Credit: Houston Parks Board

In some ways, “social determinants” is just another way of saying something that should be obvious: that mental health and well-being is radically tied to place. The histories of places, and how physical space is configured, by whom and for whom, is something that has profound ramifications for mental health and well-being. In particular, access to the outdoors is a key social determinant of mental health. It is something that some must struggle to obtain while a fortunate few take it for granted. When the Hogg Foundation launched the Communities of Care initiative in 2018, we took that opportunity to support a project, Healthy Outdoor Communities Initiative, that works to advance the equitable use of public parks and green space to improve mental health outcomes and quality of life for underserved children and families in the Houston area.

For this episode of Into the Fold, we caught up with Sheila Savannah, director of Prevention Institute, the organization that coordinates the Communities of Care initiative, and Kelly Burnett, activation and volunteer manager of Houston Parks Board, and coordinator of Healthy Outdoor Communities.

Changing the Landscape

“We know that the value of parks and green space and healthy environments has a tremendous impact on health, so I think when we look at the health disparities, we have to also look at what have been the investments in those communities,” says Sheila. Sheila explains health department data showing that historic patterns of disinvestment are visible on the very map of Houston—first as a “Y” pattern that traces the freeway system, and more recently an “inverted C” pattern that surrounds many of the city’s less advantaged neighborhoods.

“There’s just certain communities [like] across the north end of the city, down the eastern corridor, then in the southern portion of the city, and then a little bit toward Fort Bend and Gulfton and Alief – that are communities that just struggle,” says Sheila. “We also know that those are communities that have less trees, they have less large parks, and that you have to start looking at how that correlates to health outcomes.”

A recent report co-published by Prevention Institute and Robert Wood Johnson Foundation, titled, “Changing the Landscape: People, Parks, and Power,” reinforces these points. To quote the report:

Far from being accidental or coincidental, green space inequities reflect the systematic production of inequities owing to historical and current-day policies and practices. Like the gears of a machine, the policies and practices underlying green space inequities interact with and exacerbate each other over time to produce inequities at the community level.

The report cites a number of interlocking factors, including racial segregation, the interstate highway system, bank redlining, disinvestment in urban cores, and biased city planning, to explain green space inequities.

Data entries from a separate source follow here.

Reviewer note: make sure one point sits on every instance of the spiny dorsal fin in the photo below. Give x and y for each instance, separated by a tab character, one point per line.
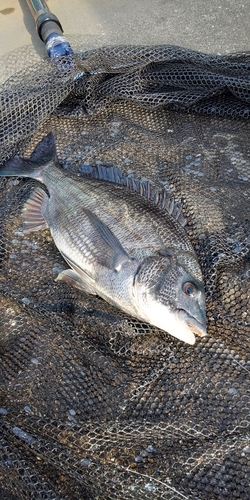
142	186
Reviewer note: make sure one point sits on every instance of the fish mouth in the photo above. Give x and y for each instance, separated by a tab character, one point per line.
197	327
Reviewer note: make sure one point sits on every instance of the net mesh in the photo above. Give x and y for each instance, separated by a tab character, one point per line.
93	403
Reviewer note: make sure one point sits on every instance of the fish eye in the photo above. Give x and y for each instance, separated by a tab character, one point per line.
190	289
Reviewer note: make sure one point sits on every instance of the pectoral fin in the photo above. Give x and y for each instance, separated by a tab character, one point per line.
33	211
108	249
74	279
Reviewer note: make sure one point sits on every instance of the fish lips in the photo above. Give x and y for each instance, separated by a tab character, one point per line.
196	326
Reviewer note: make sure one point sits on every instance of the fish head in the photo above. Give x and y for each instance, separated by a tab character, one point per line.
170	295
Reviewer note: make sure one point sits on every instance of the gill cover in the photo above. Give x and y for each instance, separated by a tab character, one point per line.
170	298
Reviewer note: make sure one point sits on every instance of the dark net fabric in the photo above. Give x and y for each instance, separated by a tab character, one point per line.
93	403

The report goes on to offer a number of recommendations, encompassing both macro-level (policy and systems change) and micro-level (park and green space projects) solutions to address the problem.

Green Space and Mental Health for Houston

For Kelly Burnett, activation and volunteer manager of Houston Parks Board, her current role as project coordinator for Healthy Outdoor Communities in some ways parallels the Houston Parks Board’s own emergence as not just a developer of park space, but an active steward of it. Kelly says that Healthy Outdoor Communities is an offshoot of earlier work by Houston Parks Board to invest in green spaces along the city’s cherished Bayou Greenways, and the recognition that certain communities had potential for parks development that was going underutilized.

“It’s a collaborative approach to park access and equity in communities. And we ended up landing on Third Ward and Acres Homes as the [spaces] we would work on first” for Healthy Outdoor Communities, says Kelly. “We’re on a mission to support good health and well-being in children, youth and families for historically undervalued communities, which is a huge piece and driver of the Communities of Care initiative.”